Easy cornbread muffins just made cooking a whole lot easier and tastier! These moist and fluffy muffins are made with cornmeal, cooked corn kernels, and sweetened with honey for a burst of flavor in every bite.

INGREDIENTS

  • 3/4 cup cornmeal (or polenta)
  • 1 and 1/4 cup all-purpose flour
  • 1/3 cup granulated sugar
  • 1 tablespoon baking powder
  • 1/2 teaspoon salt
  • 3/4 cup milk
  • 3/4 cup cooked corn kernels (I used canned corn)
  • 1/2 cup butter, melted and cooled
  • 2 eggs
  • 2 tablespoons honey

INSTRUCTIONS

  1. Preheat oven to 350 F. Grease a 12-cup muffin tray with non-stick cooking spray or line with paper liners.
  2. Combine cornmeal, flour, sugar, baking powder and salt together in a large bowl and mix to combine.

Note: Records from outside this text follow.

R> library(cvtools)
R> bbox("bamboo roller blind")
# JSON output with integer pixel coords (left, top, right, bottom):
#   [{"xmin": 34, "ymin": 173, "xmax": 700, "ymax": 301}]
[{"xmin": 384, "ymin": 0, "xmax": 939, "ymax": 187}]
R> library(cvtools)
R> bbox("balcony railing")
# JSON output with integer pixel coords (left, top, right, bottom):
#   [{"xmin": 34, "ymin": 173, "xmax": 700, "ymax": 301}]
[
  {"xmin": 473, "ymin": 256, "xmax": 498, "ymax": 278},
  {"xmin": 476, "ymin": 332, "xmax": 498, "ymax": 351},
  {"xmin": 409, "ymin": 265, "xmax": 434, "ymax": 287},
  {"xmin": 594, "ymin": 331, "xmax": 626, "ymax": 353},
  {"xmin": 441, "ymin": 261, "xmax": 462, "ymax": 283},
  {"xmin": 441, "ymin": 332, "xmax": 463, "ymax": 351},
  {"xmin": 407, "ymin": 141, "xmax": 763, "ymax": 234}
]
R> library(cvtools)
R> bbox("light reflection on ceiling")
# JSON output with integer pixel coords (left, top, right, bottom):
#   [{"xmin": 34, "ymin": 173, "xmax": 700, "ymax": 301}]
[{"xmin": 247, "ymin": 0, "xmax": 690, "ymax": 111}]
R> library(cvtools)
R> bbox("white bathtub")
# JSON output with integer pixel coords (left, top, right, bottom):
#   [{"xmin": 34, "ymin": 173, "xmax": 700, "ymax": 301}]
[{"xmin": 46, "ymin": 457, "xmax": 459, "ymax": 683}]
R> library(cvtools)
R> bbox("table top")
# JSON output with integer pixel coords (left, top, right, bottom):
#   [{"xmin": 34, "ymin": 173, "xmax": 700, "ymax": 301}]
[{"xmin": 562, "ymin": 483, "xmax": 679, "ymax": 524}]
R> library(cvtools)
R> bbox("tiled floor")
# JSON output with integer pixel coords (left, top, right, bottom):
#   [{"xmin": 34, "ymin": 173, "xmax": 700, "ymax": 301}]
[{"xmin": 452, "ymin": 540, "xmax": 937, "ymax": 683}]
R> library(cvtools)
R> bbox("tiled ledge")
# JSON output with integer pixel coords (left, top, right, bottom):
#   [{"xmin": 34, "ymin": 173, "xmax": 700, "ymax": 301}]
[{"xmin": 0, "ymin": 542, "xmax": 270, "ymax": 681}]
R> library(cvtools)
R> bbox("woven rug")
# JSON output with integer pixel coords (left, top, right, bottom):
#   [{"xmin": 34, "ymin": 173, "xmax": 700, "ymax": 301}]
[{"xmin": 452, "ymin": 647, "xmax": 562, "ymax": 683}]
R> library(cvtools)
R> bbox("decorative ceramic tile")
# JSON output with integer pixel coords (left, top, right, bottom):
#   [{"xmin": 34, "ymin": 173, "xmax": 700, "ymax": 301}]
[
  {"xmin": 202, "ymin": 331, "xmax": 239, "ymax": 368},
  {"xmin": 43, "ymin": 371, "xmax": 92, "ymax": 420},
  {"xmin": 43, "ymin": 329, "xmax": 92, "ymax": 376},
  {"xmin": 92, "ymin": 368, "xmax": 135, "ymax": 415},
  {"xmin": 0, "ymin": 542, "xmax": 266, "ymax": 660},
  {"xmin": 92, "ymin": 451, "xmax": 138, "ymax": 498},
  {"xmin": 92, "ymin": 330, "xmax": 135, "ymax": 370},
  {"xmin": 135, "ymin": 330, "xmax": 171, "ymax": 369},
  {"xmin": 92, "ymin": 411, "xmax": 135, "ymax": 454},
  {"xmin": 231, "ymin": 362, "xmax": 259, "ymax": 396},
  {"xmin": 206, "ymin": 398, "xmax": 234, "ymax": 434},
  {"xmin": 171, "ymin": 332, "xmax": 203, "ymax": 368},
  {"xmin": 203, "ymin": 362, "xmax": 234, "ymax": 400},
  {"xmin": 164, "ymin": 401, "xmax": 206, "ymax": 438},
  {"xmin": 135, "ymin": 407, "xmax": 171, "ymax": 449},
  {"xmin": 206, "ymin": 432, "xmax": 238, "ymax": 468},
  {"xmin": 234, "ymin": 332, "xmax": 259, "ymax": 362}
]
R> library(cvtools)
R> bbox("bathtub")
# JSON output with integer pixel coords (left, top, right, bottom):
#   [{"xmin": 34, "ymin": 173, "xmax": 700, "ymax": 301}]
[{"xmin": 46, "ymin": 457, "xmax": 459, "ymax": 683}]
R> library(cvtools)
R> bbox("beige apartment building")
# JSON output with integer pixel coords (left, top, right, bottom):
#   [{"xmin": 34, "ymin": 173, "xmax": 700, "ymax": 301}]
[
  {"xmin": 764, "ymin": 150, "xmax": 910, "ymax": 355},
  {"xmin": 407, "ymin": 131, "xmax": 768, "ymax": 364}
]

Set aside.
  3. In another bowl, combine milk, corn, butter, eggs, and honey and whisk together until mixed.
  4. Pour wet ingredients into dry mixture and mix until just combined.
  5. Spoon batter into 12-cup muffin tray, and fill up each compartment 3/4 full.
  6. Bake for 20 minutes. Let cool for 5-10 minutes and serve warm with butter or honey drizzled on top.

NOTES

  • You can store these cornbread muffins for up to 4 days in an airtight container in the refrigerator.
  • You can also freeze these cornbread muffins for up to 3 months in an airtight container. Thaw for a few hours to room temperature before heating up in the oven or microwave.